まるで東京の九龍城? 駅前ビル内のファッションヘルスは異空間の佇まい

 現在、とくに都内ではほとんど見かけないが、二十数年ほど前までは、風俗街ではない意外な場所で風俗店に出くわすことがあった。たとえば、商店街の奥まった路地の一角にポツンという感じでファッションヘルスなどがあったのだ。『穴場風俗店』とでも表現すればいいだろうか。

 だからこそ、JRの某駅前にあるビジネスビルの中で営業をしているファッションヘルス『D』を見つけた時には、驚きと同時に懐かしさがこみ上げてきた。ビルのフロアに忽然と現れる風俗店は、周囲との調和が取れているとは言い難く、そのことが“穴場感”を演出しているようでもあった。

 そのビルは、1階と地下1階は主に飲食店が軒を連ねていて、中には行列のできる店として知られている名店もある。また、遊戯施設や洋品店なども多く、ビル全体から猥雑とした雰囲気が漂っていた。

 猥雑さが増すのは、2階から上の階である。数軒の飲食店が点在するが、多くはアジア系のマッサージ店で、店の前を通るたびにお姉さんたちの勧誘が街中の客引きさながらにスゴイのだ。ウワサによれば、このマッサージ店の中には、本○有りのところもあるとか…。

 さらに、アダルト系のグッズやサプリメントを販売している店など、一気にエロ色が強くなる。そこに加えて性病科クリニックなどもあり、まるで大人の男の遊園地といった感すらある。そこに加えて、さまざまな会社のオフィスが入っているのだ。整然としているものの怪しさや淫らさがあって、『闇市』という言葉が思い浮かぶ。

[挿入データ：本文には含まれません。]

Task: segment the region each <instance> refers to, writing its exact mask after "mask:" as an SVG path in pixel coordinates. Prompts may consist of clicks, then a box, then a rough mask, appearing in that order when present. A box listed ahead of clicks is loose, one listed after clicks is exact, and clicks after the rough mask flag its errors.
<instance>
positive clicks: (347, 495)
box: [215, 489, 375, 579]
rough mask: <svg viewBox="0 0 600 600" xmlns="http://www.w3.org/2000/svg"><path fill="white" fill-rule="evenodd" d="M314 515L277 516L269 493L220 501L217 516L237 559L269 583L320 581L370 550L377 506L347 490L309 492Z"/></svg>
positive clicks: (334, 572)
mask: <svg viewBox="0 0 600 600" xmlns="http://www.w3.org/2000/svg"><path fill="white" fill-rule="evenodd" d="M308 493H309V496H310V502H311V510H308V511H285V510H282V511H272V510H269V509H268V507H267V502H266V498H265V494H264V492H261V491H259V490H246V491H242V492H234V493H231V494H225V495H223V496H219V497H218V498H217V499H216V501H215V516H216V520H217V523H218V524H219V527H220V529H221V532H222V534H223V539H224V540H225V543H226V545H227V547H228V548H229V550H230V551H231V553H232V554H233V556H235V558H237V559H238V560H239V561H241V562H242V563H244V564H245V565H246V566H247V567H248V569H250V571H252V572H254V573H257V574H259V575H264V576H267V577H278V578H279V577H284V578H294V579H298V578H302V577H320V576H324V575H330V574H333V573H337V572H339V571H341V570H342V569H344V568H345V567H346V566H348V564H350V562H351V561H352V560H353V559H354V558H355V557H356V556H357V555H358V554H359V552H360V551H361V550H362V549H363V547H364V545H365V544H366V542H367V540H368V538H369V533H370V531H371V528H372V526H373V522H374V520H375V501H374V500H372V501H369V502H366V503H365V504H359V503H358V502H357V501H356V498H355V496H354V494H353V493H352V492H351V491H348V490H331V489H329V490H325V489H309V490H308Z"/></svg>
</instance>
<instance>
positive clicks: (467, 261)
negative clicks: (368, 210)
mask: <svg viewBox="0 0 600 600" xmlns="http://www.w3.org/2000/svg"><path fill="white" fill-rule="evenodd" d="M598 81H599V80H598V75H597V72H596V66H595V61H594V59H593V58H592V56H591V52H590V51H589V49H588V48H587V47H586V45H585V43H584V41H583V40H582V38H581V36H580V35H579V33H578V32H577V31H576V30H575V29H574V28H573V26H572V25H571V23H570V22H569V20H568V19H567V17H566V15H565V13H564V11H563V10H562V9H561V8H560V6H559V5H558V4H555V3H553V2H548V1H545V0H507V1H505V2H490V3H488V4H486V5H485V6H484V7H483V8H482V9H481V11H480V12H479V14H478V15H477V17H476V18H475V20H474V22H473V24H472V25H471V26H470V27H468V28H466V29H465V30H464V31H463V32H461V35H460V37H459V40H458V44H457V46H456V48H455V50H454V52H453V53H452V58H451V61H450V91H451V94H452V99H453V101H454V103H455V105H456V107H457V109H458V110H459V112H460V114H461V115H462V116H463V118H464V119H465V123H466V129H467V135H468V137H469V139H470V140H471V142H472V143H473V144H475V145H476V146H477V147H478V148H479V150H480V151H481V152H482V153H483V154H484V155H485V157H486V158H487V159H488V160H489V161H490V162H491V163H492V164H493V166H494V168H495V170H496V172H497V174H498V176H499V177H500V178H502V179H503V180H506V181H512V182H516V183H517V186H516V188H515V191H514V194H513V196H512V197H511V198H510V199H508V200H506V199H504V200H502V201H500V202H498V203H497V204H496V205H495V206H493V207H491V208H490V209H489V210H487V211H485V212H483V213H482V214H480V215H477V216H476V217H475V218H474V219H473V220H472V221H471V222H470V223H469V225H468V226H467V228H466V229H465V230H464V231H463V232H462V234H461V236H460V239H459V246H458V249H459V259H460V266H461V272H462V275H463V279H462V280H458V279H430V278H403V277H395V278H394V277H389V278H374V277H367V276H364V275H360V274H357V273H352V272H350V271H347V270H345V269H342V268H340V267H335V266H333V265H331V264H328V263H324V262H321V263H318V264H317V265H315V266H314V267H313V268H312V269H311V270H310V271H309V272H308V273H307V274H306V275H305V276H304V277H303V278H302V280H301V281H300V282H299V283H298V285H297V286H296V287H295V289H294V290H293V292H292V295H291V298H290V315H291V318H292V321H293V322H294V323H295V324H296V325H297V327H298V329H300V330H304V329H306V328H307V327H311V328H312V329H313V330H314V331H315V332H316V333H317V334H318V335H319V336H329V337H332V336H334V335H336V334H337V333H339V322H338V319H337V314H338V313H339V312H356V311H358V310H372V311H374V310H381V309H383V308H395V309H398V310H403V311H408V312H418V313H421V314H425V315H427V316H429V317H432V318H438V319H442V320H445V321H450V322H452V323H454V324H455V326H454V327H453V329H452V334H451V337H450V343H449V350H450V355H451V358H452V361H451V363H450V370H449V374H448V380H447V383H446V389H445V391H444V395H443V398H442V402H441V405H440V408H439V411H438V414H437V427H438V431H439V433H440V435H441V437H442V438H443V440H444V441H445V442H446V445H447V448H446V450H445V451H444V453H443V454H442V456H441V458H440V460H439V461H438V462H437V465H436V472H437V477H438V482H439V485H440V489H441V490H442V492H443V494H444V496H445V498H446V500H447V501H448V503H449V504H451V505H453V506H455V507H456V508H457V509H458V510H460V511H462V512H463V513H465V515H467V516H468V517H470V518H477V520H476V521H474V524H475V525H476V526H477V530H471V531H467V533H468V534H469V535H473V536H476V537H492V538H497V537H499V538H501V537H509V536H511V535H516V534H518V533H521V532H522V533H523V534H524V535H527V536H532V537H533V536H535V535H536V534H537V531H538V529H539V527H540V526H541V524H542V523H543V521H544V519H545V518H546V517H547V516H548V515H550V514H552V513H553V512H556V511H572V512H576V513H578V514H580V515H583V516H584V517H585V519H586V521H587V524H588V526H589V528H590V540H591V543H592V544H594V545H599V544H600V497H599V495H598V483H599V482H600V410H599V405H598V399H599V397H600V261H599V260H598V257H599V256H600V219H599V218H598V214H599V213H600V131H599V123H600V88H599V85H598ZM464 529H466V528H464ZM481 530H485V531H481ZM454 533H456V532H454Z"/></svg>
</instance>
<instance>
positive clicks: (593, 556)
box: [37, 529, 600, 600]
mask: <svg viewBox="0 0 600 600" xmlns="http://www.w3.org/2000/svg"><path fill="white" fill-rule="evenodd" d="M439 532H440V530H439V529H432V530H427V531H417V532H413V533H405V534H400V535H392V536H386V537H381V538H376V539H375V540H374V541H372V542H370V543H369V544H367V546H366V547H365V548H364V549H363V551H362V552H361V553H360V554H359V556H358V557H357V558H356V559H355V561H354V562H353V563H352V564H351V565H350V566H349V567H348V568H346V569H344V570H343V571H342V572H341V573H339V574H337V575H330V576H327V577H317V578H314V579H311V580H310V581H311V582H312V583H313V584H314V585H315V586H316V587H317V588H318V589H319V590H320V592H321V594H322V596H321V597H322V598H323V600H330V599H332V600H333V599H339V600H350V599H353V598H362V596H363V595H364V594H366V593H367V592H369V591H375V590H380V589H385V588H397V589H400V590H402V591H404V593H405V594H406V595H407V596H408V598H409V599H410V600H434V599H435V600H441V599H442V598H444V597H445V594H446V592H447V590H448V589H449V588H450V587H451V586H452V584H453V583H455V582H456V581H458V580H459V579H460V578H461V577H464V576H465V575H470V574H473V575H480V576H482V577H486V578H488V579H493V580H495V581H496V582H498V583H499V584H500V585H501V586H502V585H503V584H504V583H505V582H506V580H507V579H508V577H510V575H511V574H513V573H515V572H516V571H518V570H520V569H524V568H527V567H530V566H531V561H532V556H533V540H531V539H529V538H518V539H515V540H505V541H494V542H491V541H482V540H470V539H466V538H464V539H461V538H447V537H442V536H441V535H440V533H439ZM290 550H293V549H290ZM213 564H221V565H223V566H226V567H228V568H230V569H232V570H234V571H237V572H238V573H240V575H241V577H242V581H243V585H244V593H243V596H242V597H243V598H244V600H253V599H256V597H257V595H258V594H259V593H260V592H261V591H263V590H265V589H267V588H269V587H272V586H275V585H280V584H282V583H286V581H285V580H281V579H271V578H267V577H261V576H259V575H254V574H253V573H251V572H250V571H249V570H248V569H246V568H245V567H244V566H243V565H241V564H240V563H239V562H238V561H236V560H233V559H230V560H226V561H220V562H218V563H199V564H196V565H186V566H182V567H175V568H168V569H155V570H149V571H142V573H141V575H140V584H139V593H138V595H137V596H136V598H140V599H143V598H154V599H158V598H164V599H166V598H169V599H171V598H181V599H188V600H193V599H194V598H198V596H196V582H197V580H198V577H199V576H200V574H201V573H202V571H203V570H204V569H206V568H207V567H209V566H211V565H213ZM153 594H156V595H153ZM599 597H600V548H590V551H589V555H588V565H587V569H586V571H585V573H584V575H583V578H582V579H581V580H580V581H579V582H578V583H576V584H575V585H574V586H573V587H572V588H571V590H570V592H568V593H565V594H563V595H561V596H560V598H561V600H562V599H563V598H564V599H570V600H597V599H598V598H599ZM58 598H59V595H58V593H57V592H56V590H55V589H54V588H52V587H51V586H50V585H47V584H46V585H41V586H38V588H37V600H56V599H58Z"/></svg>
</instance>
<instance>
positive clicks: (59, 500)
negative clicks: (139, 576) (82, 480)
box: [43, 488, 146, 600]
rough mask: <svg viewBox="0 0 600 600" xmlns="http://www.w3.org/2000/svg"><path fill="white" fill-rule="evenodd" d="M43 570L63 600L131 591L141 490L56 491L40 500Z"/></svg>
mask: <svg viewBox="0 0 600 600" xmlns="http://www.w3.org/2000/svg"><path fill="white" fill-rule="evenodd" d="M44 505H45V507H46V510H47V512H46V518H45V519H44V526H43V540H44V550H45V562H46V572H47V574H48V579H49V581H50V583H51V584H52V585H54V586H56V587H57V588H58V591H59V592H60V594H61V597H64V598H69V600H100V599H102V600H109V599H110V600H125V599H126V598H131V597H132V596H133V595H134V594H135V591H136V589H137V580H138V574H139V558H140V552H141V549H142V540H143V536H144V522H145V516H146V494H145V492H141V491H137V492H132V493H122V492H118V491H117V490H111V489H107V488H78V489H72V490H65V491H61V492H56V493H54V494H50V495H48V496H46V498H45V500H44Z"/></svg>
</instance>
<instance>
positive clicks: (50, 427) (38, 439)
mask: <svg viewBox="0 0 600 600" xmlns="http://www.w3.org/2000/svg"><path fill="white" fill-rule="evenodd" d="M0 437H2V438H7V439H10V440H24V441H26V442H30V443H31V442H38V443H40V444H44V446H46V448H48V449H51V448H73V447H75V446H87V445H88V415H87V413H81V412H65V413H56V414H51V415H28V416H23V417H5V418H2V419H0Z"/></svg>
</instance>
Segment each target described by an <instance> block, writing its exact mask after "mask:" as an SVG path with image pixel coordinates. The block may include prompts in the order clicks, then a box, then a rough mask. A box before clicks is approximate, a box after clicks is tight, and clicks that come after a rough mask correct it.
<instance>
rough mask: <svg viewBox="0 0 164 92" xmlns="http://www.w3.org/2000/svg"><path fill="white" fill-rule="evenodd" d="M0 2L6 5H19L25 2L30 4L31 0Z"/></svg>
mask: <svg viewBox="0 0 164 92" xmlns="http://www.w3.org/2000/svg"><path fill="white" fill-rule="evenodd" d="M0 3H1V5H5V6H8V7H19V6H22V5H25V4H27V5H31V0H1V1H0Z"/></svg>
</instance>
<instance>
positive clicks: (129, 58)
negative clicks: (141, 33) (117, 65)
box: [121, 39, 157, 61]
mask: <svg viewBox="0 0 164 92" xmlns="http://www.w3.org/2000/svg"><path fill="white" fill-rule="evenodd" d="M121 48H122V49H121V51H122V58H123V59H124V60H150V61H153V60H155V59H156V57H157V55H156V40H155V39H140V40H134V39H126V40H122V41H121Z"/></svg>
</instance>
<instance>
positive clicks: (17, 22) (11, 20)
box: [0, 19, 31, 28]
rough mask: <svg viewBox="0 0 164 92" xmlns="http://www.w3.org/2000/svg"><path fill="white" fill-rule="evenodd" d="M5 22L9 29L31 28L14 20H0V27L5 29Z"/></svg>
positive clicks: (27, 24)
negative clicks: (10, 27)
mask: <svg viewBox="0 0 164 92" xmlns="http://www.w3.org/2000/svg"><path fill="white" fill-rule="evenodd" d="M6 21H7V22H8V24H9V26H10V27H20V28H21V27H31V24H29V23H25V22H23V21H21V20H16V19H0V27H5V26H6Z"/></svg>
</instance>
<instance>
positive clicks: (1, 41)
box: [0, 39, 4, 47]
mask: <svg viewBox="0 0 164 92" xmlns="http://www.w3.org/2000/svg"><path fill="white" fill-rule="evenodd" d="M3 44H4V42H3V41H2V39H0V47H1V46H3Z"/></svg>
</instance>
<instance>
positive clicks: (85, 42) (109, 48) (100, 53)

 事実、このビルがある地域は、戦後に闇市があった。約45年前のビル開業時に、その闇市の跡地で営業していた店がテナントとして入ったという。また、あえて猥雑さを前面に出して設計されたという話もあり、「このビルの愛好家の中には“東京の九龍城”と表現する人もいます」(事情通)とのこと。